[Lu sur le Web] La presse américaine réagit avec effroi à la victoire de Donald Trump

Extrait de l’article « Le désarroi des éditorialistes

Dans un édito publié par le New York Times, l’économiste Paul Krugman, lauréat du Prix Nobel en 2008, a fait part de son désarroi face à son propre pays, qu’il ne reconnaît plus :

“Nous pensions que la grande majorité des Américains estimaient les valeurs démocratiques et la loi. Il s’avère que nous avions tort. Il y a un grand nombre de personnes  – des personnes blanches, vivant pour la plupart dans des zones rurales – qui ne partagent pas notre vision de l’Amérique. Pour elles, tout est question de sang et de terre, de patriarcat traditionnel et de hiérarchie raciale.”

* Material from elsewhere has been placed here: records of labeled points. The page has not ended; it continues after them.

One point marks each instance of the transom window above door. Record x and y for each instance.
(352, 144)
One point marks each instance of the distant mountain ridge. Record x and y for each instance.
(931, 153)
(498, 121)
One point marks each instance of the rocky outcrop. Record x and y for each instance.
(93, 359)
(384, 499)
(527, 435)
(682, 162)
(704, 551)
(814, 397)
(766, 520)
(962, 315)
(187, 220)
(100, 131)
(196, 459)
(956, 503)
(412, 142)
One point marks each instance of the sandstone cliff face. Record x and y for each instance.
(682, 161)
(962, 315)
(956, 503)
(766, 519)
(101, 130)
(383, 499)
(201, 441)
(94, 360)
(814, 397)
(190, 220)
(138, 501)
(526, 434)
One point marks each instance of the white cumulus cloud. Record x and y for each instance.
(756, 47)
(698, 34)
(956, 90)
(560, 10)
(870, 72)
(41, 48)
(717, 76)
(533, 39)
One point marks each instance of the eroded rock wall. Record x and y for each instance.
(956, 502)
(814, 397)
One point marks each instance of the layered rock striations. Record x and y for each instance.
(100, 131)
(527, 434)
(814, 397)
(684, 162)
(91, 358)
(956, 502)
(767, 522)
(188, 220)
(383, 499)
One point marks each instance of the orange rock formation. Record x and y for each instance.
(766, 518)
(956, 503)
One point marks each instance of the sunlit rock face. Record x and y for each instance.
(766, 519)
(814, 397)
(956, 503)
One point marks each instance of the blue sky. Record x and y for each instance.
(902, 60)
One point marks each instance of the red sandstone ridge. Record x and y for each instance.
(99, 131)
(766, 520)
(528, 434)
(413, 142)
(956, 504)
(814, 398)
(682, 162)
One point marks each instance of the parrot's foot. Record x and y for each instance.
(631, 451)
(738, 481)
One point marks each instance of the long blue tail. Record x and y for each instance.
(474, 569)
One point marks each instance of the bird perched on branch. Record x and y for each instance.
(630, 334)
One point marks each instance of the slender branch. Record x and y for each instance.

Même stupeur chez Thomas L. Friedman, éditorialiste au New York Times et triple lauréat du prix Pultizer, qui titre son édito “SDF aux Etats-Unis” :

“J’ai commencé cette nuit d’élection en écrivant un édito qui commençait par les mots d’un immigré, mon ami Lesley Goldwasser, qui est arrivé aux Etats-Unis du Zimbabwe dans les années 80. Considérant notre paysage politique il y a quelques années, Lesley m’avait dit : “Vous les Américains, vous frappez votre pays comme s’il s’agissait de foot. Mais ce n’est pas du foot. C’est un œuf Fabergé. Vous pouvez le briser.

Avec l’élection de Donald Trump, j’ai plus peur que jamais en 63 ans que nous puissions faire ça, briser notre pays, que nous puissions être si irrémédiablement séparés que notre gouvernement national ne puisse plus fonctionner.”

Pour lui, s’il est encore trop tôt pour expliquer la victoire de Trump, la principale raison serait à chercher du côté d’un sentiment de déracinement, de perte de repères dans la population américaine :

“Mon instinct me dit que cela a moins à voir avec le commerce ou les inégalités salariales qu’avec la culture et le sentiment de beaucoup d’Américains d’être “sans domicile”. Il n’y a rien qui puisse plus énerver ou désorienter les gens que le sentiment d’avoir perdu leur maison. Pour certains, c’est parce que l’Amérique est devenue un pays à majorité minoritaire, ce qui a menacé l’idée de communauté de beaucoup de personnes de la middle-class blanche, particulièrement ceux qui vivent à l’extérieur des gros centres urbains cosmopolites.”